A cheque arrives in final settlement of your claim. Trouble is, it's missing a nought on the end. Should you rip it up – or cash it and pursue the balance?
Nothing, but nothing, will diminish your resolve. You have a strong case. If the defendant does not pay every last penny due, you will have the dubious pleasure of uttering those fateful words: "I'll see you in court!" Then, out of the blue, a cheque for less than your claim arrives, cheekily announcing that it is in final settlement. Now you have a dilemma. The cheque looks so tempting, so beautiful. But if you cash it, are you really prevented from pursuing the balance? Is it not, after all, just part payment of money that is rightfully yours?

Last year, the case of Bracken vs Billinghurst examined this issue. Mr Bracken and Ms Trickett entered into a contract with Mr Billinghurst for construction work on their property. The matter found its way to adjudication, not once but twice, on issues concerning the cost of additional work. Both adjudicators found in favour of Mr Bracken, and he was awarded a total of £43,984. Before commencing court action to enforce payment, Mr Bracken offered to settle at just £6000 – basically because he was fed up with the whole affair and life was just too short for this carry on. You might have thought that Mr Billinghurst, with enforcement proceedings for £43,984 looming, would have grabbed the offer and kissed Mr Bracken on both cheeks.
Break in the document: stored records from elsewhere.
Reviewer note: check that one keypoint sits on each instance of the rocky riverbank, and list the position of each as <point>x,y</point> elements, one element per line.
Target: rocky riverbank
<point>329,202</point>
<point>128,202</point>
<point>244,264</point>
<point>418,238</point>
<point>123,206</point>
However, Mr Billinghurst was clearly a gambling man. He sent Mr Bracken a cheque for only £5000 "on the strict understanding that the sum is offered to you in full and final settlement". The letter stated that the settlement "will be deemed to have been accepted by you, and therefore contractually binding, if it is presented to your bank and cleared for payment". It was, indeed, presented and cleared. However, within the week, Mr Bracken withdrew his original offer and demanded £38,984, being the full amount awarded by the adjudications, less the £5000 cheque that he had cashed. Apparently, life appears even shorter when you are £38,984 down. They saw each other in court after all.

His Honour Judge Wilcox examined the earlier case of Stour Valley Buildings vs Stuart, where it was stated that "cashing a cheque is always strong evidence of acceptance [of a settlement offer], especially if it is not accompanied by immediate rejection". Nothing too surprising there. However, the case also emphasised that the court will consider whether the words and conduct of the creditor would cause the debtor, as a reasonable person, to believe the matter was final. It does not matter what the creditor had actually intended. It matters more what bystander Joe Bloggs would have made of it all.

In trying to dot all the i’s and cross all the t’s, the defendant had poked himself in the eye with his pencil

Judge Wilcox concluded that Mr Bracken could not pursue the balance. The finality of the offer would have been clear to Joe Bloggs, was probably clear to Mr Bracken and was certainly clear to Judge Wilcox. The fact that the offer had come via a third party (Mr Billinghurst's company) made no difference.

Note the words "strong evidence" in Stour Valley. They mean no more than that. Cashing the cheque is not conclusive as to finality. Indeed, in the case of Day vs McClea, the defendant requested that the claimant return to him a receipt confirming that the cheque was accepted in full and final settlement of the claim. The claimant cashed the cheque, did not return the receipt, and claimed the shortfall. The court confirmed he could do so. The defendant left that option open. In trying to dot all the i's and cross all the t's, he had poked himself in the eye with his pencil.